Assume that the public health or environmental health agency has no access to an open data portal or that their leadership has not utilized an open data portal in their jurisdiction, even at the state level. The biggest potential win for opening data across the health agency field would be for a single, multi-tenant open data platform to be provided at no cost to the public/environmental health field for the next two years. Include private sector and university labs in the multi-tenant open data portal. Management of a multi-tenant portal should be by a reputable, non-commercial organization like a research university. This would go a long way in fostering trust with the field.
The skilled transparency and public information access professionals amongst us must turn their attention to state public health agencies, governor’s offices, and federal entities like the Veteran’s Administration. We’re already seeing journalists in Seattle and Oregon lamenting the lack of state public health office transparency. This doesn’t surprise me. My personal experience interacting with public health agencies, especially when trying to get ahead of a problem, is that they tend to slow-walk information out of both an overabundance of caution and because they may want to minimize concerns of the public.
As an example, when I served on two public committees with a county (to establish new restaurant inspection transparency tools) I had my first amendment rights struck; if I wanted to stay in the room with stakeholders, I could not live-tweet the public meetings. I’ve seen select researchers have a mainline on inspection scores to help fuel the exclusive research of an ivy league professor, in part to shape their own narrative. My experiences include governments at the core of the COVID-19 response in the Pacific Northwest. I hope the urgency of the pandemic has shifted public health’s culture towards more transparency, but my experience leaves me skeptical.
Transparency advocates and public disclosure experts: we need you now. We needed you last week. And we need you to decide who will become regional experts, litigators and information gatherers, coordinating across civil society organizations.
Philanthropy in our field will need to pivot elements of their funding strategy. Prioritize funding technology that supplements government reporting and tracking technology. Build capacity for public health transparency and accountability efforts. Funds are needed to provide the necessary research, legal, and frankly, personal persuasion work that it will take to wrestle crucial information from a range of jurisdictions. Use your networks, influence, and funding to bring private and educational institutions (like testing labs and manufacturers) into public tracking networks. Funds are needed to both hold public health accountable and assist them in their work.
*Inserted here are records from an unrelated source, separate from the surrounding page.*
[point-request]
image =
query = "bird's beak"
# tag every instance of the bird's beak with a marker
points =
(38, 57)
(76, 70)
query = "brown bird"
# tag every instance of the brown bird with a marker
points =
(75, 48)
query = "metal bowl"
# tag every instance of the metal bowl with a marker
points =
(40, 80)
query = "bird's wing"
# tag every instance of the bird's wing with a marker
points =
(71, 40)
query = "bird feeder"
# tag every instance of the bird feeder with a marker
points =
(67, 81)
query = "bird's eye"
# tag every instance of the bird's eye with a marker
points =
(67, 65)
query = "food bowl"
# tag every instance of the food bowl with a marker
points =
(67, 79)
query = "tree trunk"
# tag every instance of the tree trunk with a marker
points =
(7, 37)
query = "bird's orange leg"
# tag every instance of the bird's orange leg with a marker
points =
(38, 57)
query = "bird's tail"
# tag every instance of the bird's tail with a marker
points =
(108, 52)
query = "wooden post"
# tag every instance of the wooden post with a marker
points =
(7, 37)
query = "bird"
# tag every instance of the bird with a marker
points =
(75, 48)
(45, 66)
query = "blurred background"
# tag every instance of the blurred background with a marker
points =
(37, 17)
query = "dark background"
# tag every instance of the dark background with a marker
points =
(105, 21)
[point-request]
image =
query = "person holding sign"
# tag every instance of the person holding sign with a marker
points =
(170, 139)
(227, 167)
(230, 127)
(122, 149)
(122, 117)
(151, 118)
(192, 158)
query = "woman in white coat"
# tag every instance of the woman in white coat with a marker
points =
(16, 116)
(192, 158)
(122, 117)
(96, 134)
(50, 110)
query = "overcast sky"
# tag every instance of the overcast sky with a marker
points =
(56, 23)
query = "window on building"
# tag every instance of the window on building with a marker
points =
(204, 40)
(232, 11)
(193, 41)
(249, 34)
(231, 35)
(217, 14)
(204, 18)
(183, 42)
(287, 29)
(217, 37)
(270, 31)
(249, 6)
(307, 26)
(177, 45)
If you need more public health advising and context, look to hiring public health experts who work within our public and private universities. Many of them have decades of experience in public institutions and can lend valuable insights while not pulling them away from jobs in public health agencies.
I hope these lessons from my work in civic technology and public health provided insights into the challenges and opportunities ahead. America, and the world, need your skills and resources right now. And, to public health folks reading this — thank you for the life-saving work you do every day.